I should, despite conclusions you may jump to from the photograph that accompanies this article, be a little too young to use certain phrases.
Not that it stops me. Phrases like "ooh me back", "I remember when we used to get proper snow" and the like, are often heard on my surely too young lips.
I'm about to employ another phrase that I shouldn't,
by rights, be using. But they really d
on't make 'em like they used to.
I was only seven years old when Play for Today was taken off the air in 1984. You might think – given that my main preoccupations back then, like all seven year old boys, were building dens with my younger brother and my penknife – that I am unqualified to write about Play for Today (PFT). But it's precisely because I was a wee bairn when it was taken in an untimely fashion from the screens that I am well placed to comment on this national institution.
PFT was transmitted on BBC1 from 1970 to 1984. Its passing has long been mourned. Indeed, earlier this year Kevin Spacey – an American, of all people – was telling us that we ought to bring the show back.

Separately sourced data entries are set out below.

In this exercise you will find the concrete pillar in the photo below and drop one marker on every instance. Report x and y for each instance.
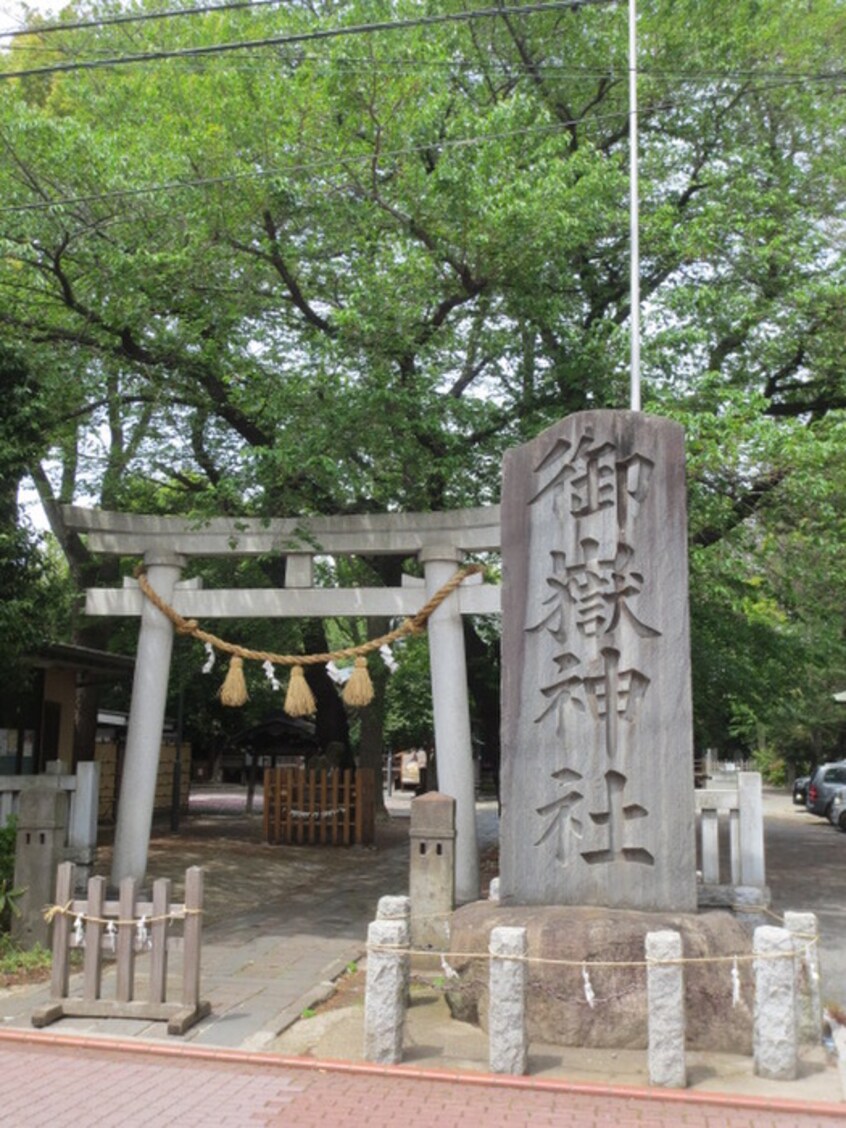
(451, 710)
(85, 801)
(804, 931)
(508, 1038)
(666, 1010)
(750, 804)
(775, 1042)
(432, 869)
(147, 720)
(385, 990)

Who is this American telling us how to run our television drama? We asked in that pompous way the British have, perfectly manifest in Michael Gove MP, who disagreed with Spacey and whose ability to irritate is directly linked to his ubiquity.

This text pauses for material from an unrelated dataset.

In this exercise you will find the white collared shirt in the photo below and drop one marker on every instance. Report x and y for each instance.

As such he has become recently very irritating (seriously, why exactly do I keep seeing the Shadow Secretary of State for Children on Newsnight Review? What's next, Germaine Greer advising on education policy?)
The point is that Spacey, seen as a curiosity when he first took over the Old Vic – and in plenty of quarters was not given the respect he has gone on to earn – has been a shot in the arm to British theatre, helping to reinvigorate it. Perhaps we should listen when he tells us we should not have discarded, and continue to ignore, the great British institution Play for Today.
It is staggering to imagine once upon a time there was a weekly new drama on the screens of British television.
The biggest weekly show we have these days is X Factor.
Saturday nights have been turned over to the talent show. The lives of ordinary men and women who dream of a better future are laid bare and shown to us – the viewing figures suggest about 12 million of us.
I tuned in to see what the fuss was about and it is fascinating. All human life is there.
The show is saturated in real drama played out among these vivid and fascinating characters.
You know where vivid and fascinating characters on television used to come from? The scripts of John Osborne, Dennis Potter, Alan Bleasdale and David Storey.
You know who used to direct the fascinating stories these people wrote? Ken Loach, Mike Newell, Alan Clarke, Michael Apted. Giants all and who all worked for Play For Today.
To return to my earlier theme, those really were the good old days.